As I read the Dennis statement, it did not say that federal jurisdiction would be expanded to the extent of permitting federal prosecution of anyone stealing any firearm that had ever moved in interstate commerce — as almost every firearm in this country has, at one time or another — -whether or not the weapon was a “stolen firearm” at the time it crossed a state line. To make a federal crime out of virtually every theft of a firearm would be to effect a rather dramatic expansion of the jurisdiction of the federal courts — and if that had been the intent of Congress, one supposes that someone in Congress, or someone explaining the legislation pending before Congress, would have mentioned it. No one did.
Section 102 of the crime bill proposed in 1989 by the Bush Administration contained the amendments to 18 U.S.C. §§ 922(j) and 922(k) ultimately adopted in the Crime Control Act of 1990. Captioned “COMMERCE NEXUS FOR TRAFFICKING IN STOLEN FIREARMS,” § 102 provided, in subsection' (a), that 18 U.S.C. § 922(j) would be amended “by striking out ‘or which constitutes’ and *166inserting in lieu thereof ‘which constitutes, or which has been shipped or transported in,’.” The accompanying section-by-section analysis explained simply that these amendments “would expand federal jurisdiction, consistent with other firearms provisions, to permit prosecution of transactions in stolen firearms ... in eases in which the firearms have previously moved in interstate or foreign com-merce_” (Emphasis supplied.)2 If the words “stolen firearms,” as used in this explanation, were intended to mean anything other than what our court had held in West that they meant, Congress was remarkably reticent about saying so.
Looking at the language of § 922(j) as amended, at the design of the statute as a whole, and at the object and policy of the amendment as explained by its proponents, I can find no clear indication that Congress meant to change the meaning of “stolen firearms.” My colleagues on the panel having taken a different view of the matter, I respectfully dissent.

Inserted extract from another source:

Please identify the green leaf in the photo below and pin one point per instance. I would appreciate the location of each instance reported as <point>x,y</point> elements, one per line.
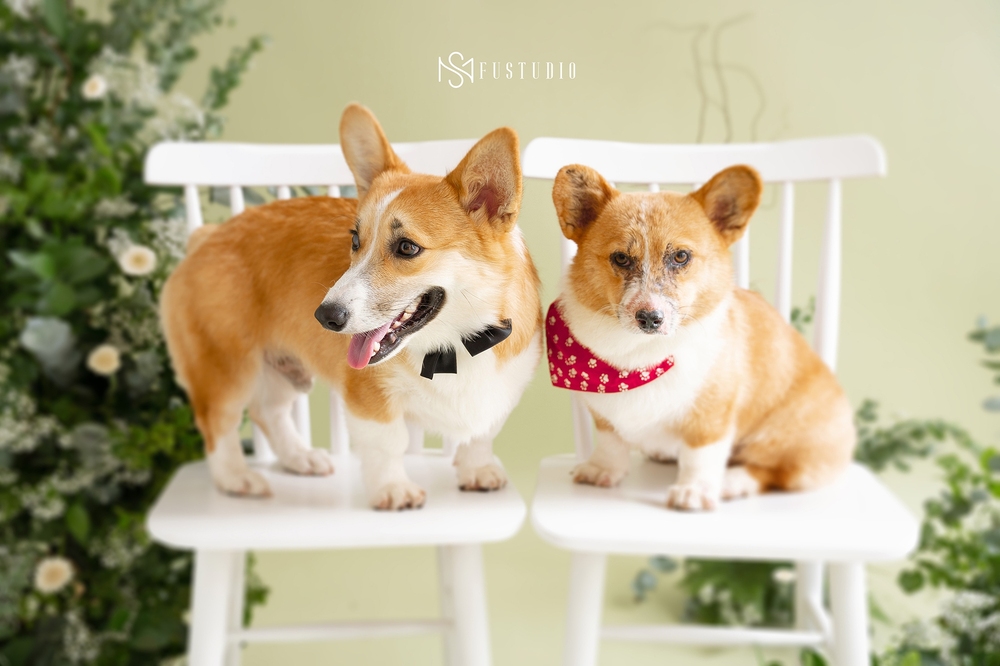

. Hearing before the Subcommittee on Crime of the Committee of the Judiciary, 101st Cong., 2d Sess. 80 n. 10 (1990).

. 135 Cong.Rec. 13,070, 13,078 (1989). The section-by-section analysis of the corresponding section of the Crime Control Act of 1990, similarly, describes the purpose of that section as one of expanding federal jurisdiction "to permit prosecution for transactions involving stolen firearms ... where the firearms have already moved in interstate or foreign commerce.” H.R.Rep. No. 101-681(1), 101st Cong., 2d Sess. 106 (1990), reprinted in 1990 U.S.Code Cong. & Admin.News 6472, 6510 (emphasis supplied).